The rap on Roy Cooper (the North Carolina Attorney General) among my friends who know a good bit about him is that he is overcautious — a smart guy who is too often hesitant and a bit of a plodder. People I know who followed the investigation closely were confident that Cooper’s investigators had concluded that the charges against the lacrosse players were without merit and that the lacrosse players were in fact innocent, but the betting money seemed to be that Cooper would issue a bland statement saying that there wasn’t enough evidence to support a trial and leave it at that. That, after all, is the easy way out — the path of least resistance. He could have said that there was insufficient evidence, and that he would not go beyond that characterization because no further statement about the strength of the evidence was necessary for his decision. And I imagine that his political advisors probably told him that this would be the politically safe route to take (I can see counter-arguments, but my guess is that would have been their advice).

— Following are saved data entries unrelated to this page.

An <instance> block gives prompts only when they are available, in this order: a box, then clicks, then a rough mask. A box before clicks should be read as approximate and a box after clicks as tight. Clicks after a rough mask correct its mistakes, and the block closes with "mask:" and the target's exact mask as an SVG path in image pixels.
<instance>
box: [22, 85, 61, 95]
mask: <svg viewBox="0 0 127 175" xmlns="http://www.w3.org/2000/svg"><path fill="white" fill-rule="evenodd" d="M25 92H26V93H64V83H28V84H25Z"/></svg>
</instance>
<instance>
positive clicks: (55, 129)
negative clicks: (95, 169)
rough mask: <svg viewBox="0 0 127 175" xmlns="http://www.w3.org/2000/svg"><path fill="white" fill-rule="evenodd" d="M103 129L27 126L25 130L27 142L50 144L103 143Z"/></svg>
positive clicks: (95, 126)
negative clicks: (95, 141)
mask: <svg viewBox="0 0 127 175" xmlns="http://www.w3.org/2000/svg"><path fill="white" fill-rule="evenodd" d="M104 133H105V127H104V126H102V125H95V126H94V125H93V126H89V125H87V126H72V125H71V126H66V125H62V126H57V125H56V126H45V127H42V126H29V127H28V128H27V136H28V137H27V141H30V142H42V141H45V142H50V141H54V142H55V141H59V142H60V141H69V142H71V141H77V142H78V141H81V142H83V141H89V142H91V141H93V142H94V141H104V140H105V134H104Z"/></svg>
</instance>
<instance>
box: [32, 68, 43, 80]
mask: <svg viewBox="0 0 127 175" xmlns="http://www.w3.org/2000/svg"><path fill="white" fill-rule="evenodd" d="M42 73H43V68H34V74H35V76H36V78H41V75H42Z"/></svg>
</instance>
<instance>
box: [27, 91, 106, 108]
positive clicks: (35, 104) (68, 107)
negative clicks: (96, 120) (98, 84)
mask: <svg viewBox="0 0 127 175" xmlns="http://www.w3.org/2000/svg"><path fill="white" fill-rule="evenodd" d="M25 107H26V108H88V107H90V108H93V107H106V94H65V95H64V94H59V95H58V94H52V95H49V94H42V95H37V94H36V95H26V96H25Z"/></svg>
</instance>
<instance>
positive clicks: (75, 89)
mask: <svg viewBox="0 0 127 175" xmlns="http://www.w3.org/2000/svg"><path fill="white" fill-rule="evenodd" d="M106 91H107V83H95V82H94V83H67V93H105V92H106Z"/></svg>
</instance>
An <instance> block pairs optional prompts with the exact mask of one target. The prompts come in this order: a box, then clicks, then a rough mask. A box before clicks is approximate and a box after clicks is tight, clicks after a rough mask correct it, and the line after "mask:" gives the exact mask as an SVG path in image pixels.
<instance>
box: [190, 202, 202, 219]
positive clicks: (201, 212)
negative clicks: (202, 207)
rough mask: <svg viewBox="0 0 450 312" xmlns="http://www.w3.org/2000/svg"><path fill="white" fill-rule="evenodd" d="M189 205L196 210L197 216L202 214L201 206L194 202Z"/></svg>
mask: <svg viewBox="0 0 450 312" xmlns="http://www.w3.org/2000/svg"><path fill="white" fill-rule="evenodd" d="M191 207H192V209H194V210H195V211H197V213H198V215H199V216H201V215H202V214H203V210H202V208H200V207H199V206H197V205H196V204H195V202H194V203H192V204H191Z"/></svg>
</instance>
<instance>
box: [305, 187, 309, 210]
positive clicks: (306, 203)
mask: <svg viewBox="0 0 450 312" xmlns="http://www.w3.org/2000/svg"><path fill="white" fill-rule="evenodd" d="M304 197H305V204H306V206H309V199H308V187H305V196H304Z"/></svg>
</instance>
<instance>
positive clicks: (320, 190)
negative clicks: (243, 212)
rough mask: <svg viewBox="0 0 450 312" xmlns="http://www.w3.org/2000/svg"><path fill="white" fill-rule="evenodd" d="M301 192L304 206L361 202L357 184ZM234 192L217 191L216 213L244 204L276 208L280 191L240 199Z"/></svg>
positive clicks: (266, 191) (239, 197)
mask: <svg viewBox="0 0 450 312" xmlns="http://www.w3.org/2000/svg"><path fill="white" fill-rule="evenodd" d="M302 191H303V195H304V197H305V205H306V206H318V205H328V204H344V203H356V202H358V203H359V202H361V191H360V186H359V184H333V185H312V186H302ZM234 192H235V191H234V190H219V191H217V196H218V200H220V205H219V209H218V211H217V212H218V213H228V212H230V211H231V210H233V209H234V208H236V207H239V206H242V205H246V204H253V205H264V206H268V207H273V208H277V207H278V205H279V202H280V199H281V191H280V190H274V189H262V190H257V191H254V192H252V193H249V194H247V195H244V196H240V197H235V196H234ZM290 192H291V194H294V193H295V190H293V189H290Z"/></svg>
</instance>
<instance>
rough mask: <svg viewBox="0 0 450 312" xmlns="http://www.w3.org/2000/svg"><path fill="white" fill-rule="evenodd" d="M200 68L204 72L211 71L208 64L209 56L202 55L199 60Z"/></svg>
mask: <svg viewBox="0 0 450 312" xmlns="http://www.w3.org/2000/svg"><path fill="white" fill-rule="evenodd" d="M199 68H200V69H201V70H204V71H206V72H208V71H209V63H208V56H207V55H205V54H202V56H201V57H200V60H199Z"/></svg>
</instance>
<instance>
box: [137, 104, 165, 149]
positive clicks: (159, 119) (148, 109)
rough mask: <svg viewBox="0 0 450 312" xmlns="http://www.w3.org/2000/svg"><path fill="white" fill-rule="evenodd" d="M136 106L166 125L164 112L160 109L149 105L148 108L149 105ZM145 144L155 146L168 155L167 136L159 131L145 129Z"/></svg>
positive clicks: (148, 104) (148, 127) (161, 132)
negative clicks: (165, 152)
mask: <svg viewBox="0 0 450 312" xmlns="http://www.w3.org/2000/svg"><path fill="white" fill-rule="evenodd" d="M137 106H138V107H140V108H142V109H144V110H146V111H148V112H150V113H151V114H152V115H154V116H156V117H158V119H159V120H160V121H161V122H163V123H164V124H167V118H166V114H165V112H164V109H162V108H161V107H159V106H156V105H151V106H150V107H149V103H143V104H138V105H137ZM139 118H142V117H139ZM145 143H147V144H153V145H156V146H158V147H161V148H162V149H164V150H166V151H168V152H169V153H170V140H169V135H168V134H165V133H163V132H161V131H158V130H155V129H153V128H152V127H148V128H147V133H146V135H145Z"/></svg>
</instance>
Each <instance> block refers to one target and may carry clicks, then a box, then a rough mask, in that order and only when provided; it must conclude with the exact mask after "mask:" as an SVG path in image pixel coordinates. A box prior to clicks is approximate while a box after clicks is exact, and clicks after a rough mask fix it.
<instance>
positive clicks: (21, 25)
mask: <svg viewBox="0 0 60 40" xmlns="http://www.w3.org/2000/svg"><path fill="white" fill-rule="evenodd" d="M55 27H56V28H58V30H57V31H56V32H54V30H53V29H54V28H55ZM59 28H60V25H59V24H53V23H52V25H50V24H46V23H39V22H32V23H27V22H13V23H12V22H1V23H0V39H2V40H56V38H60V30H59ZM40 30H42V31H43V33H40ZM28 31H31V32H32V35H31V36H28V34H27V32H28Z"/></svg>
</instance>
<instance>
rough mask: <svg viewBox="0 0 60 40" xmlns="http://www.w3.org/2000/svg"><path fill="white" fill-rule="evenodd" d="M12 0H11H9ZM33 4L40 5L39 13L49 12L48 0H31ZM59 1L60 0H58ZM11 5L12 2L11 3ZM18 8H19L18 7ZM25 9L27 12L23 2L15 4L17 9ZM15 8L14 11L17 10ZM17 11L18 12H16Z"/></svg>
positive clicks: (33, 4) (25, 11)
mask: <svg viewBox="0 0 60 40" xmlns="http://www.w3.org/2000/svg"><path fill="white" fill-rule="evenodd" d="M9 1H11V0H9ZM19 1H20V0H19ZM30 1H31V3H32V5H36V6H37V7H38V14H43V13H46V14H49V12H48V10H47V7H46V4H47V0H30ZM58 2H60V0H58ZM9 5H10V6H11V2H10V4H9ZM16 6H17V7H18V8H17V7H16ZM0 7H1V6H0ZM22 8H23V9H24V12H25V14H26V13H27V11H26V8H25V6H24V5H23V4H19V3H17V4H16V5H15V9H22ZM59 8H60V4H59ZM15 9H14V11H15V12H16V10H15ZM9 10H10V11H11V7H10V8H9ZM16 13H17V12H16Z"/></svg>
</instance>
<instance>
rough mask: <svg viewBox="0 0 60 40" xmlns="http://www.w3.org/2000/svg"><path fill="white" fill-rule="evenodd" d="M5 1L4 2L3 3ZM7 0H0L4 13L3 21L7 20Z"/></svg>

I find it remarkable, then, that he went so much further, saying that the accused players were in fact innocent, that there was no credible evidence against them, that the accuser’s many different statements could not be rectified and that she contradicted herself, etc. This was not a garden-variety statement about insufficient evidence but instead was about as complete a vindication as the defendants could have imagined. Indeed, I think that Cooper said just about everything that the defendants could have wanted. Cooper must have really been convinced.
One final note: A defense lawyer (or a libertarian) treating this as a cautionary tale about the awesome power of a “rogue prosecutor” to run amok is not a surprise. But an attorney general framing the case that way is more striking. Not that Nifong didn’t deserve this drubbing — just that I wasn’t betting on it.